Annual Report 2013

Notes to the consolidated statement of income

(22) Sale proceeds and principles of income recognition

Sales remained approximately at the previous year’s level, at 16,355 million euros. Revenues and their development by business unit and region are summarized in the Group segment report and in the key financials by region see here and here. A detailed explanation of the development of major income and expense items can be found in the Group management report see here

Sales comprise sales of goods and services less direct sales deductions such as customer-related rebates, credits and other benefits paid or granted. Sales are recognized once the goods have been delivered or the service has been performed. In the case of goods, this coincides with the physical delivery and so-called transfer of risks and rewards. Henkel uses different terms of delivery that contractually determine the transfer of risks and rewards. It must also be probable that the economic benefits associated with the transaction will flow to the Group, and the costs incurred with respect to the transaction must be reliably measurable.
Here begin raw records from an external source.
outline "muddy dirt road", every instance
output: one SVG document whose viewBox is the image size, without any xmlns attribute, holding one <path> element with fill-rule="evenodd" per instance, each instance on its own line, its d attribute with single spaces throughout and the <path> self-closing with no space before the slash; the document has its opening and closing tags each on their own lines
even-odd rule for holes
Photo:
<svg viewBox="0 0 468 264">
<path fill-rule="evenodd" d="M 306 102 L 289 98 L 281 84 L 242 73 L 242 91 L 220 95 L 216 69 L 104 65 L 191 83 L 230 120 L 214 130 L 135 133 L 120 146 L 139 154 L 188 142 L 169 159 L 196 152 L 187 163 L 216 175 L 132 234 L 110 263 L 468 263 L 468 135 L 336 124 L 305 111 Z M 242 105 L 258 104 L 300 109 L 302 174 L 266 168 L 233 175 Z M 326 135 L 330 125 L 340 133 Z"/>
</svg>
Services are generally provided in conjunction with the sale of goods, and recorded once the service has been performed. No sale is recognized if there are significant risks relating to the receipt of the consideration or it is likely that the goods will be returned.

Interest income is recognized on a time-proportion basis that takes into account the effective yield on the asset and the interest rate in force. Dividend income from investments is recognized when the shareholders’ right to receive payment is legally established.